The Last Day of the Faith

On the morning of the last day of the faith, you bring me a bowl of fresh milk and a flower from your garden. Its petals are pristine, even though you had to carry it all the way up to the temple in the pocket of your apron. Every step is a battle now, despite your cane. The cold of the mountain seems to never leave your bones these days. You put down both offerings at the foot of the wooden statue your grandfather carved of my likeness and I notice the shaking of your hands as you do. When you kneel down on the stone steps, I know it’s not in prayer.

“His soldiers will be here by nightfall,” you say and your voice is small in the emptiness of the temple. “I saw the fires of their camp down in the valley.”

I wish I could reassure you like I once did. But I live on your milk and flowers alone now and I need to measure my words carefully.

You trace the familiar grooves in the stone steps to the altar with your fingers as you did when you were a child, waiting for you mother to finish the rites. Your hands are spotted and veiny now but your touch is still gentle.

Your words confirm the reality I was already dreading. I can feel the angry god’s presence in the valley, the smoldering power he carries with his army. He had a name once, before he abandoned it for the lie of singularity. It might not be a lie for much longer.

If words are not enough perhaps blood is. He has many humans willing to spill it for him. More than ever brought me milk or flowers or any other offering. Now there’s only you–the last and dearest. Gods are not supposed to play favorites but here you are, at the foot of my statue on the day of my death.
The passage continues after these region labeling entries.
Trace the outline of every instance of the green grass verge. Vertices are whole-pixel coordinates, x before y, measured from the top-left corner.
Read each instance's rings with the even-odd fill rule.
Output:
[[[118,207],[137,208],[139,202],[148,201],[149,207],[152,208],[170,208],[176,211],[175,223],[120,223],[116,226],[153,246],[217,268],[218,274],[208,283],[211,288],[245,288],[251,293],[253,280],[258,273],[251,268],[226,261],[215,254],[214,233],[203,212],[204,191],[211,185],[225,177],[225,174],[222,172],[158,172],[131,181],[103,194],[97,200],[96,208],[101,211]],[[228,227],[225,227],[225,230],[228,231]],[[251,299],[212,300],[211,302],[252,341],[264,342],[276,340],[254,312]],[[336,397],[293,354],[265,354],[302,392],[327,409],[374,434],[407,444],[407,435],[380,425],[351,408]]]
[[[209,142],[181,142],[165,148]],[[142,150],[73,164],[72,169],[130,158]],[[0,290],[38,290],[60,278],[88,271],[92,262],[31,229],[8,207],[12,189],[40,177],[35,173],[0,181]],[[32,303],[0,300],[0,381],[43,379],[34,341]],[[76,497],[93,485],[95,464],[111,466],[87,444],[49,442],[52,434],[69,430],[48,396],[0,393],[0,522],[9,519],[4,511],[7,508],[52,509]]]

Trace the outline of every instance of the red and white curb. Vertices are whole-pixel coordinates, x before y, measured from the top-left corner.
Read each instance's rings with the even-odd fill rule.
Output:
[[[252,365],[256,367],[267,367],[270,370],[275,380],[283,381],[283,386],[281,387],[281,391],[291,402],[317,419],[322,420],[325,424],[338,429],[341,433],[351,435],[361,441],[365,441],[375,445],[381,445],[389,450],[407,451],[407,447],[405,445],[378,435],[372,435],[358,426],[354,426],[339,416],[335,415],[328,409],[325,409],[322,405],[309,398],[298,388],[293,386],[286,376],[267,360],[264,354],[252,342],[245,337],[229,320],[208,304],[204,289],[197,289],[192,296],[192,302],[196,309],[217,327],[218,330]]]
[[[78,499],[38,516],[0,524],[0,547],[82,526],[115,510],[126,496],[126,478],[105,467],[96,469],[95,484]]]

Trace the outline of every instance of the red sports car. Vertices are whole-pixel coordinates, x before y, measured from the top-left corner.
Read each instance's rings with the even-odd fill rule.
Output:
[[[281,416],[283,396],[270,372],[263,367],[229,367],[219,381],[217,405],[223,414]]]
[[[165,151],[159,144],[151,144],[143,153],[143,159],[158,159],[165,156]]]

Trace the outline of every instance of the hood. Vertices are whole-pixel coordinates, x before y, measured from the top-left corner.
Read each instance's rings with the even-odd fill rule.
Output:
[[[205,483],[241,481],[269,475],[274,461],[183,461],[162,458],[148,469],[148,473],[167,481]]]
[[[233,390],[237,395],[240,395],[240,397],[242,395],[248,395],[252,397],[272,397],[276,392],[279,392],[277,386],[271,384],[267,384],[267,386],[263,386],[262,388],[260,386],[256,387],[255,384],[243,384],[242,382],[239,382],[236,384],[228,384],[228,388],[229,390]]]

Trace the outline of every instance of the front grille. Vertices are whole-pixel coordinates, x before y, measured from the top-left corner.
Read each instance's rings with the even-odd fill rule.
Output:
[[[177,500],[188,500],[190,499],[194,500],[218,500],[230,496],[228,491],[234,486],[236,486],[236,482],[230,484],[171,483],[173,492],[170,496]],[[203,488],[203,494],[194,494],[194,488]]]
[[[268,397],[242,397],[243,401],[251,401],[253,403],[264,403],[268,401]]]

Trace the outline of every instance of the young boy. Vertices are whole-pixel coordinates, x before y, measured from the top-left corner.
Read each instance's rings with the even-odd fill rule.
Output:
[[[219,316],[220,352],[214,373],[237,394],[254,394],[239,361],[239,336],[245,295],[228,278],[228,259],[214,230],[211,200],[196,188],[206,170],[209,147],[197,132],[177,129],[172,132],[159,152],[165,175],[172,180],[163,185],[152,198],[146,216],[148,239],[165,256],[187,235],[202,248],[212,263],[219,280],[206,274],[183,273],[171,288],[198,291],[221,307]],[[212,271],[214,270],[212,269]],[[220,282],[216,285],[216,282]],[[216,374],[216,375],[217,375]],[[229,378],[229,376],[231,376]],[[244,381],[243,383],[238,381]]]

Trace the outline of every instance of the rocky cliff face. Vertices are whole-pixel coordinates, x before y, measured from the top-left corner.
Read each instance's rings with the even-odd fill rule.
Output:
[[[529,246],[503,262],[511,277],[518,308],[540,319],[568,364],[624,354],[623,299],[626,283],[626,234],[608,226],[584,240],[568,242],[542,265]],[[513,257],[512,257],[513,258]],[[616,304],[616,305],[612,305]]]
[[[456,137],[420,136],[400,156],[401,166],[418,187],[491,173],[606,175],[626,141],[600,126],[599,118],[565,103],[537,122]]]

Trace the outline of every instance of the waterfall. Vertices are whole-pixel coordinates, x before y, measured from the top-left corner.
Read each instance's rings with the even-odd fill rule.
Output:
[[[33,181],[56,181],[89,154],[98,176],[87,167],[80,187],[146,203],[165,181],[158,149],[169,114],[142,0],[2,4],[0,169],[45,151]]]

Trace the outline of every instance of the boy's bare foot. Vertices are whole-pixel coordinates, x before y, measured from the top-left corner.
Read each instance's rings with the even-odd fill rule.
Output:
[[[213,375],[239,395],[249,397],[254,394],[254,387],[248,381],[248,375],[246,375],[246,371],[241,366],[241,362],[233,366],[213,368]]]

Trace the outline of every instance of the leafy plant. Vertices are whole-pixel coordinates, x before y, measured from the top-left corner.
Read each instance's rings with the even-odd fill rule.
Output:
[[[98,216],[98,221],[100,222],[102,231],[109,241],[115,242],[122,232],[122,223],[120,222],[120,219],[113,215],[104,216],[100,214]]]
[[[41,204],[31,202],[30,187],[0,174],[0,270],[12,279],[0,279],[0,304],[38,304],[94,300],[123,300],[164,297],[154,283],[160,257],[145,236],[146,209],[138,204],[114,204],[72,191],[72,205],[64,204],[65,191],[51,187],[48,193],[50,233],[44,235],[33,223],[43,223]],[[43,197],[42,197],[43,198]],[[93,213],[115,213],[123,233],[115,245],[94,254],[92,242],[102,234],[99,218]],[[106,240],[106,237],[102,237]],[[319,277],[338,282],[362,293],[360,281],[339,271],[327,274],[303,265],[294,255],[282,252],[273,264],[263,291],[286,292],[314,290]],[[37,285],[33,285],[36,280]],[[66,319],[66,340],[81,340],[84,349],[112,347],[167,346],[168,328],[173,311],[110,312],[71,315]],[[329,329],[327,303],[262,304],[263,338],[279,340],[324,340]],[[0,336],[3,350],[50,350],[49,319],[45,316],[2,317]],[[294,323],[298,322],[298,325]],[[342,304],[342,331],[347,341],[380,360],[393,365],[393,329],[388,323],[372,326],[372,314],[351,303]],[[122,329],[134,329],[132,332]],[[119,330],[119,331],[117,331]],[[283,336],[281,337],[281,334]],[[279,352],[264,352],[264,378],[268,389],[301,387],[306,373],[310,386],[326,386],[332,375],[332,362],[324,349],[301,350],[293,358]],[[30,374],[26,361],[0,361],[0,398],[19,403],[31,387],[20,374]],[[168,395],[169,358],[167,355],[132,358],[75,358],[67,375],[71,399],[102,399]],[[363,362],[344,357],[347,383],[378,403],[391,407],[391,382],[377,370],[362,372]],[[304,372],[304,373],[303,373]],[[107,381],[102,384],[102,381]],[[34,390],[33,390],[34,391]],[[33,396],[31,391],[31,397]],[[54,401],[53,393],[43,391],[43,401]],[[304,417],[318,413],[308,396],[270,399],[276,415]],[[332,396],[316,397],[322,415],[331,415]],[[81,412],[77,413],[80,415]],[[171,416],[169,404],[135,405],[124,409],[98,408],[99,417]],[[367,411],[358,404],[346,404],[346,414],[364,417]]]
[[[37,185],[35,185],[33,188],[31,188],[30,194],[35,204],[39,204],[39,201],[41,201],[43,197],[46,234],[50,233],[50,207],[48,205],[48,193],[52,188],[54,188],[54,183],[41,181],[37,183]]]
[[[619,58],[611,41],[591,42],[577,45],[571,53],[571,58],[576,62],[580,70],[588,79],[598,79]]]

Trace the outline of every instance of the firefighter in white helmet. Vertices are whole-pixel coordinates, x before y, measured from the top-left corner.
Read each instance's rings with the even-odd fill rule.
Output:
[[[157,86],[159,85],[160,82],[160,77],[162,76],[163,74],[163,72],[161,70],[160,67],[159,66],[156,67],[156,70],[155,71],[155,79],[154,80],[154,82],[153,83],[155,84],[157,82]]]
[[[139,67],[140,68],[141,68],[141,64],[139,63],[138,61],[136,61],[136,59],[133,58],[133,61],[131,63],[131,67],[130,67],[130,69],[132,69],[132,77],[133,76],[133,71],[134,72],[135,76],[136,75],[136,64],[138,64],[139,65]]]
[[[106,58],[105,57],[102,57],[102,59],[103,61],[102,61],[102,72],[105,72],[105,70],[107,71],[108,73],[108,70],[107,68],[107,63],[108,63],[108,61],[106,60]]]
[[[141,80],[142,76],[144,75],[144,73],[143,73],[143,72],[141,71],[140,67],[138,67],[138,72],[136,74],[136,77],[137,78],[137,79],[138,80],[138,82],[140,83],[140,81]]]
Before the moon rises, the soldiers will have reached this sacred place. They will have trampled your garden and slaughtered the cow whose last milk you’ve brought me. They will tear down the temple doors and storm the now empty halls. And they will bring their angry god with them to devour me.

I’ve always known this, since the moment I began. That’s all a god was back then–the promise of life and the whisper of its certain end.

By now, you too must know what’s coming. When the river god died, we both heard his cries echoing upstream until they reached the spring at the side of the mountain. His followers wept and raged but one by one they fell or bent the knee to the angry god’s army.

There will be only one to mourn me.

“Won’t you speak to me?” you ask and I don’t have the strength to answer. I have receded into the darkness–made myself comfortable here while I wait for the end. What’s left of me is hardly more than a flicker.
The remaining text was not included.